The net area of the member is calculated by subtracting the area of the hole from the gross area. The gross area of the member with the hole \(A_{gross}=18\times10^{-3}\mathrm{m}\times25\times10^{-3}\mathrm{m}=450\times10^{-6}\mathrm{m}^2\). The area of the hole \(A_{hole}=\pi\times(\frac{12.5\times10^{-3}\mathrm{m}}{2})^{2}\approx122.72\times10^{-6}\mathrm{m}^2\). The net area \(A_{net}=A_{gross}-A_{hole}\)
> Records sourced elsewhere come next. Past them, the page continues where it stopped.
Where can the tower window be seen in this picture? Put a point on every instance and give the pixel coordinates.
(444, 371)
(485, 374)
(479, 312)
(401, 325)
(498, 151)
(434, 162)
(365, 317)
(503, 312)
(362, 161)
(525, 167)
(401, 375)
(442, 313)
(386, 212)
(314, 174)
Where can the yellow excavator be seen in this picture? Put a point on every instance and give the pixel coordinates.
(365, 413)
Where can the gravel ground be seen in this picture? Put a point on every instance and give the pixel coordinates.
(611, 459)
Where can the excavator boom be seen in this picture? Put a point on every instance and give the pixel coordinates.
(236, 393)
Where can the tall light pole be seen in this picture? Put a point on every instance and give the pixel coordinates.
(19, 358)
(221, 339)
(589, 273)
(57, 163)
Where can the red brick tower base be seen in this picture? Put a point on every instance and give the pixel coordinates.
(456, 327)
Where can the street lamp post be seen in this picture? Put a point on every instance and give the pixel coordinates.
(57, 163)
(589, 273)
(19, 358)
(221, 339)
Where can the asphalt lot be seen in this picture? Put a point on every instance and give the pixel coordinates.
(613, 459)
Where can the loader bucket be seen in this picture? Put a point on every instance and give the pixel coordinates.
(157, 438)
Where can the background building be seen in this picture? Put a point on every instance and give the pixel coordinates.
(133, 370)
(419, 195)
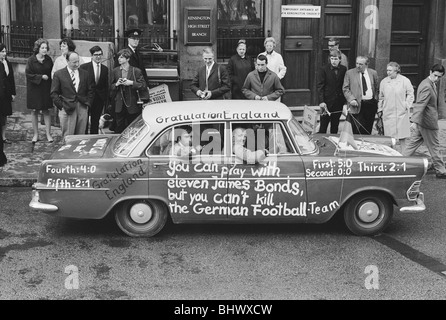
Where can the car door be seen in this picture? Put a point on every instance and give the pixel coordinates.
(190, 184)
(272, 190)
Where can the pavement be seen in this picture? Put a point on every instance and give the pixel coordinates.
(24, 157)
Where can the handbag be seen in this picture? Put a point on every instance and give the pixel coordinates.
(143, 93)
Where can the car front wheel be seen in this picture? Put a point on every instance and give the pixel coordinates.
(368, 214)
(141, 218)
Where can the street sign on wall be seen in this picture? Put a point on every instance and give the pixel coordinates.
(198, 26)
(295, 11)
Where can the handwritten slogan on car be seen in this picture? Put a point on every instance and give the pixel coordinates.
(231, 193)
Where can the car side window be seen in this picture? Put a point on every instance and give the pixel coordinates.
(263, 136)
(189, 140)
(161, 144)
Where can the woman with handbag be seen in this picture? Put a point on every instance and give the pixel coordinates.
(127, 91)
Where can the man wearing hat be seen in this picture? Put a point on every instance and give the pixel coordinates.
(133, 36)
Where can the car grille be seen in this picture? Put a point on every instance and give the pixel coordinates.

\[A_{net}=450\times10^{-6}\mathrm{m}^2 - 122.72\times10^{-6}\mathrm{m}^2=327.28\times10^{-6}\mathrm{m}^2\]
The average stress in the members \(\sigma=\frac{P}{A_{net}}\), with \(P = 25\times10^{3}\mathrm{N}\).
\[ \sigma=\frac{25\times10^{3}\mathrm{N}}{327.28\times10^{-6}\mathrm{m}^2}\approx76.4\times10^{6}\mathrm{Pa}=76.4\mathrm{MPa}\]

Answer:

(1) The largest bearing stress between the pin and the members is approximately \(266.67\mathrm{MPa}\).
(2) The average shear stress in the pin is approximately \(203.71\mathrm{MPa}\).
(3) The largest average stress in the members is approximately \(76.4\mathrm{MPa}\).